UK companies attempting to establish logistics bases in the Netherlands in an effort to counter the negative impact of Brexit trade obstacles may find restricted supply and high rents in their favoured destinations, Rotterdam and Amsterdam.
According to a Savills report, UK firms seeking to circumvent some of the additional tarriffs brought on by Brexit are interested in partnerships with Dutch logistics service providers, increasing demand for logistics space. In time, it is expected that UK distributors will require logistics properties in their own right which is expected to increase demand still further.
The key determinants in their selection of locations are presence of export facilities, the quality and vacancy of stock, and the availability of labour, Savills said.
“The growth of the Dutch logistics sector in recent years is due to the Netherlands’ strategic position as a transit country bolstered by the rise of e-commerce,” said Savills Netherlands director logistics and industrial Douglas van Oers.
“More recently, the sector has witnessed an influx of British companies seeking to mitigate the effects of additional import tariffs on goods from Asia to Europe via the UK. This makes it more advantageous and efficient for many British exporters to gain a foothold on the European mainland, but the question is where?”
Connections and labout put Amsterdam and Rotterdam at top of list
He said that the Netherlands’ two international ports, Rotterdam and Amsterdam, top the list, given their excellent infrastructure connections with other countries and access to a strong labour market.
However, the disadvantages of these locations are their limited vacancy rate and their relatively high rents.

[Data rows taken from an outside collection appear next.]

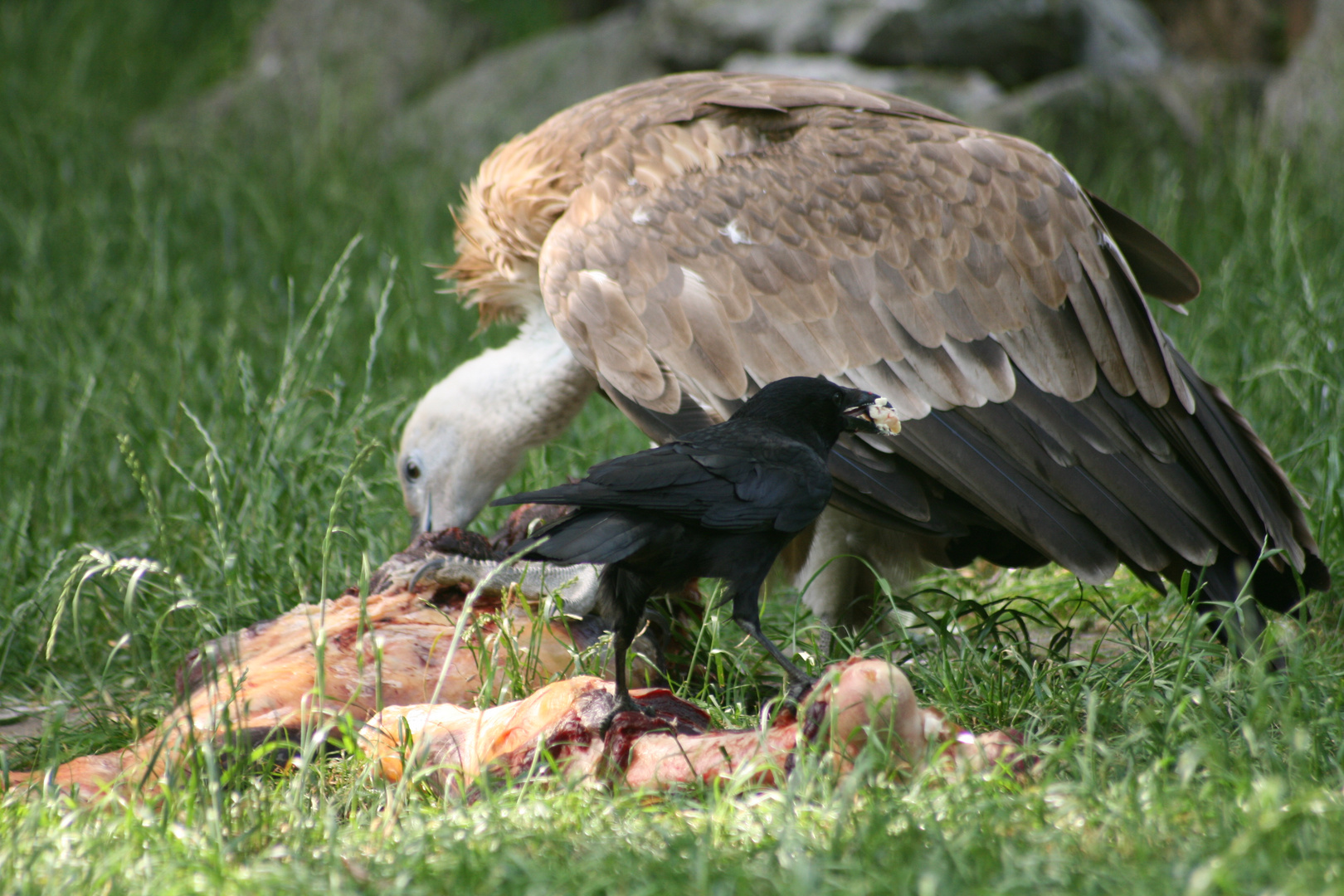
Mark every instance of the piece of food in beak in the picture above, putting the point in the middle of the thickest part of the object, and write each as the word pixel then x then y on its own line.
pixel 884 416
pixel 878 416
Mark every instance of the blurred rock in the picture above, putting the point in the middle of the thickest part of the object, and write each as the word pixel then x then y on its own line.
pixel 1014 41
pixel 1242 32
pixel 1304 105
pixel 515 89
pixel 1181 100
pixel 968 93
pixel 334 67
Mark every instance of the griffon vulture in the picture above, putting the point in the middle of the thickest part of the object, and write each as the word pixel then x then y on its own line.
pixel 684 241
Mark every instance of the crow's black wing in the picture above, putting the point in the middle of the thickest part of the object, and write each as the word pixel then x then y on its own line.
pixel 782 485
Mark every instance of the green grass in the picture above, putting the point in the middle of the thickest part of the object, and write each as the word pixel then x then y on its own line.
pixel 201 368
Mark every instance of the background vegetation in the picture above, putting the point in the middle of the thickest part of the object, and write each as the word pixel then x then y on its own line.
pixel 195 353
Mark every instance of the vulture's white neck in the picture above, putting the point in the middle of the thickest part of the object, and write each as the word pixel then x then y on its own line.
pixel 470 433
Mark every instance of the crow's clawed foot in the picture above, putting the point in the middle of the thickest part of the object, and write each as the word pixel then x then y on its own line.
pixel 624 704
pixel 797 691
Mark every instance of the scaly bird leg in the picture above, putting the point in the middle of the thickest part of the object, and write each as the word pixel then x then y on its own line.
pixel 621 640
pixel 799 680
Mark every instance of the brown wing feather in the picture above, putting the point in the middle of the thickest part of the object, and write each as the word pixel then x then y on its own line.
pixel 732 231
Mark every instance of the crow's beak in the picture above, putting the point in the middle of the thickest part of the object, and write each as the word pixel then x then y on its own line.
pixel 873 416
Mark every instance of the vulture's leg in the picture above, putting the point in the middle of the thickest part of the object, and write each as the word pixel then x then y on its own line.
pixel 1238 624
pixel 746 613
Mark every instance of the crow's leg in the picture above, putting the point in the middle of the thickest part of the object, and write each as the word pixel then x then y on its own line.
pixel 799 680
pixel 622 596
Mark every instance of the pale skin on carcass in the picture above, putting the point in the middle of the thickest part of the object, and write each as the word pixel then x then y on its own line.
pixel 854 702
pixel 387 649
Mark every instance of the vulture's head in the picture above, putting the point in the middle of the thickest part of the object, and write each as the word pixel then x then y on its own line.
pixel 446 479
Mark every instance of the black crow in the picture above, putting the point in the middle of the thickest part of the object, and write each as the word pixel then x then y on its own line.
pixel 721 503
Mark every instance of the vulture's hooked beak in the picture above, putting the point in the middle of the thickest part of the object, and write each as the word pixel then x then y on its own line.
pixel 873 416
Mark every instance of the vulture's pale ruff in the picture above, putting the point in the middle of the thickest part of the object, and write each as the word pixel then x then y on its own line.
pixel 695 236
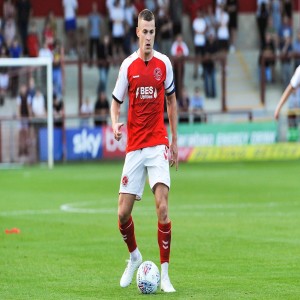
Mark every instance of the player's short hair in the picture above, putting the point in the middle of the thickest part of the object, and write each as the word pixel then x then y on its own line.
pixel 146 15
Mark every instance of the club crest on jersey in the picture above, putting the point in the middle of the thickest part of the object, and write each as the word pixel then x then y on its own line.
pixel 157 74
pixel 125 180
pixel 146 92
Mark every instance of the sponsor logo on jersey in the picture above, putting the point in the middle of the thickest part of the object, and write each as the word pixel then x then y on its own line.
pixel 125 180
pixel 157 74
pixel 146 92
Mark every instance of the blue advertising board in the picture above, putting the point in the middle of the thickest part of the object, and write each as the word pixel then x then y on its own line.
pixel 57 146
pixel 84 143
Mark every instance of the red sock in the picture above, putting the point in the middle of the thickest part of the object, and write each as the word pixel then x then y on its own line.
pixel 164 241
pixel 127 231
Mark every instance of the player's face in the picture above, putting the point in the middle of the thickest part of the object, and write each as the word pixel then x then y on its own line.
pixel 146 35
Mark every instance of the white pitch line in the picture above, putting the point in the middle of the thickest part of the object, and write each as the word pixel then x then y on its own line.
pixel 71 209
pixel 29 212
pixel 197 209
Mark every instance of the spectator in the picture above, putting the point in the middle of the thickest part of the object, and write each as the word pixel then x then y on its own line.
pixel 232 9
pixel 220 6
pixel 130 15
pixel 268 52
pixel 38 107
pixel 286 60
pixel 176 12
pixel 104 57
pixel 86 110
pixel 223 30
pixel 49 35
pixel 179 50
pixel 209 70
pixel 151 5
pixel 165 30
pixel 33 44
pixel 4 78
pixel 31 88
pixel 38 112
pixel 9 31
pixel 285 30
pixel 2 42
pixel 70 8
pixel 287 8
pixel 118 31
pixel 199 28
pixel 276 13
pixel 211 22
pixel 296 48
pixel 23 17
pixel 101 110
pixel 15 51
pixel 274 34
pixel 139 5
pixel 44 52
pixel 183 106
pixel 94 26
pixel 110 9
pixel 82 43
pixel 57 69
pixel 23 113
pixel 9 10
pixel 262 16
pixel 197 105
pixel 52 21
pixel 58 112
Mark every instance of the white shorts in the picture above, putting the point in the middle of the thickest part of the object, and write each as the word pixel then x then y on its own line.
pixel 152 161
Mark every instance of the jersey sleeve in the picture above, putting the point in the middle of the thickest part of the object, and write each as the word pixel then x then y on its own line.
pixel 121 87
pixel 295 81
pixel 169 82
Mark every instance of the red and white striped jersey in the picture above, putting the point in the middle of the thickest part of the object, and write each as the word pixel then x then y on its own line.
pixel 146 85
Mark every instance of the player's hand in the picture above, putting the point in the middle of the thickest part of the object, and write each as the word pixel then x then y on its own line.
pixel 117 131
pixel 174 156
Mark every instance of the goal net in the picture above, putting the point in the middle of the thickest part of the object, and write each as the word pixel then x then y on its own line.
pixel 40 70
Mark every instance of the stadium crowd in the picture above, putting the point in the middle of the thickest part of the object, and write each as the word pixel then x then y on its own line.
pixel 107 39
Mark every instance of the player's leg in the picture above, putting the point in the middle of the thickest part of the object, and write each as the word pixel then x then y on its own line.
pixel 132 185
pixel 164 234
pixel 126 227
pixel 159 179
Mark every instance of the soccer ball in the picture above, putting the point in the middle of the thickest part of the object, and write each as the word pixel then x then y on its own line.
pixel 147 277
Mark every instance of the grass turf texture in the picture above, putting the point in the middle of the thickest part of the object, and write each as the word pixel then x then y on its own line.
pixel 236 232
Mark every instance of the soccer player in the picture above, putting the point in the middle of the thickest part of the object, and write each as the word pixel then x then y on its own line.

The firm points to alternatives at Roosendaal and Moerdijk which are well connected to the ports of Rotterdam and Antwerp. Venlo-Venray is another hotspot because of its rail and barge connections although it is hampered by a considerable labour shortage in the logistics sector.
“Logistics hotspots that focus on international distribution have the greatest potential for British companies looking to gain a foothold in the Netherlands,” said Niek Poppelaars, director logistics and industrial, Savills Netherlands. “The biggest challenge in the short term will be finding available space within the hotspots.”
The vacancy rate for Dutch logistics real estate decreased from 6.1% at the start of 2020 to 5.6% in 2021 which Savills said is striking owing to the fact that during the same period stock grew by over 3 million sq m (+8.8%).